Bullbaiting was a cruel and inhumane sport. In the year of 1209 (approximately), during the reign of King John, a bystander witnessed two bulls fighting for a cow in the castle meadows, until all the butchers' dogs pursued one of the bulls and brought it down. This may have been the origin of the "sport" of bullbaiting. In 1778, The Duke of Devonshire, in Staffordshire, succeeded in abolishing bullbaiting, which had become an annual occurrence since 1374.
The Bulldog is first mentioned in literature in the 16th century. Names such as "Bondogge" or Banndogge" were used in 1576 while Shakespeare referred to them as the "Bandog". The Bandog was said to have resulted from a cross between the Mastiff and the Foxhound.

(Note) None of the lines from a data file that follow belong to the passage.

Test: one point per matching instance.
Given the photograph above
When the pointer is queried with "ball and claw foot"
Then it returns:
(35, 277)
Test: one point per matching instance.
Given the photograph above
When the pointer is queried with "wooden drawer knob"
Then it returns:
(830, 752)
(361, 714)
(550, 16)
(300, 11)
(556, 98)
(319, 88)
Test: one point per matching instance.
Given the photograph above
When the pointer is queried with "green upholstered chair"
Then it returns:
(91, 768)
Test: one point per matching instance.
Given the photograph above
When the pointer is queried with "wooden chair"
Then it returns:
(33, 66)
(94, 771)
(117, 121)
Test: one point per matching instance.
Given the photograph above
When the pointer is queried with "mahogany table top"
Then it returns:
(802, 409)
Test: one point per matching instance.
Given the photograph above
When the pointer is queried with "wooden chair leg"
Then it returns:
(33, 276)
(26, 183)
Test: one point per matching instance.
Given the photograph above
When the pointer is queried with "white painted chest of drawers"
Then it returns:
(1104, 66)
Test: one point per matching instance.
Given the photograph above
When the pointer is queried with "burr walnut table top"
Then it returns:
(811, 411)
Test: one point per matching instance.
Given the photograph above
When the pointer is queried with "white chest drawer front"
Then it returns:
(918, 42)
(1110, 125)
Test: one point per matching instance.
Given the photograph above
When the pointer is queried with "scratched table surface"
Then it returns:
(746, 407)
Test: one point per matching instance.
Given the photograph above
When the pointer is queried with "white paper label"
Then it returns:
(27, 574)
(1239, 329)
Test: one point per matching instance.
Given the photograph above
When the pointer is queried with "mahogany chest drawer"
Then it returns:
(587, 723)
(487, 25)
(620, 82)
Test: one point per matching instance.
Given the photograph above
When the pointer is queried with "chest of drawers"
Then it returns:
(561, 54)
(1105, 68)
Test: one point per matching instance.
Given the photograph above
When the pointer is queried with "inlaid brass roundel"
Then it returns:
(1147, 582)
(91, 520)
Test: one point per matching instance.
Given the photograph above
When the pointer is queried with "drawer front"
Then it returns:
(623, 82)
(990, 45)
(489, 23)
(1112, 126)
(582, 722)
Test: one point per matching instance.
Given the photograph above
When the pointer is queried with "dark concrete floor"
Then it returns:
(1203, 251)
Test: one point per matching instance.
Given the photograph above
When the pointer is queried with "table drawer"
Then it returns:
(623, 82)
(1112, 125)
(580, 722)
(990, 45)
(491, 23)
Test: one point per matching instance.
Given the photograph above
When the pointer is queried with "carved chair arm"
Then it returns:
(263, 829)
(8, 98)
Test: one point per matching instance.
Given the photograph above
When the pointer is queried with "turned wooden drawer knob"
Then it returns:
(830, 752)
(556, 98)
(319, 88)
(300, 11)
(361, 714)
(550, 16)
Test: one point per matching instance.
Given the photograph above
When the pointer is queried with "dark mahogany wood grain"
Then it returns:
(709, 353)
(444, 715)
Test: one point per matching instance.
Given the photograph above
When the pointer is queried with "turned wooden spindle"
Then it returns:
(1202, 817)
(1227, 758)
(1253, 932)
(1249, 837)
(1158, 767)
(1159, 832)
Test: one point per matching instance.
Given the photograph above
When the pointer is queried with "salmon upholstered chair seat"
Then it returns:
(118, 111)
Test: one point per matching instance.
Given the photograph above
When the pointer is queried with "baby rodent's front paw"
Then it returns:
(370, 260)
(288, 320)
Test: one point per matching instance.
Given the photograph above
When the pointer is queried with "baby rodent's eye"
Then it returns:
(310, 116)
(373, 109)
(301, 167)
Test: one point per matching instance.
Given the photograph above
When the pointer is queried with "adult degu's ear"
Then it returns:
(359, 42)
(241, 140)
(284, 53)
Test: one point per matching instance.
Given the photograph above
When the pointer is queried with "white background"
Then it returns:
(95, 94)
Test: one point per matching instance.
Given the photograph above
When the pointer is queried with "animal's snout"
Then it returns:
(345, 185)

There is evidence, however, that the Bulldog was used in the development of modern breeds to heighten the courage and improve the tenacity of a variety of other breeds. Some have speculated that the Bulldog and the Mastiff shared common parentage and were descended from the Alaunt, a kind of ancient Mastiff. In the early history of British dogs, we are taught that the ancient Britons went into battle accompanied by large, ferocious dogs. These huge dogs were armored with leather that bore sharp outward projections.
In all probability, the English Mastiff and the Bulldog were both descended from these ancient war dogs. All of the foregoing notwithstanding, we can still only guess at the true origin of the modern version of the Bulldog.
The Bulldog is known as the national symbol of Great Britain. The characteristics of a "perfect" Bulldog specimen are: medium size, smooth and fine coat, heavy thick-set low-slung body, massive short face head, wide shoulders and sturdy legs.
Bulldogs are an ideal pet because they, quite simply, love to be with their family. They adore children and make an excellent companion for them because of their gentle, yet sometimes stubborn nature. Bulldogs are laid-back, loyal, good natured and undemanding, which makes them excellent companions for the elderly.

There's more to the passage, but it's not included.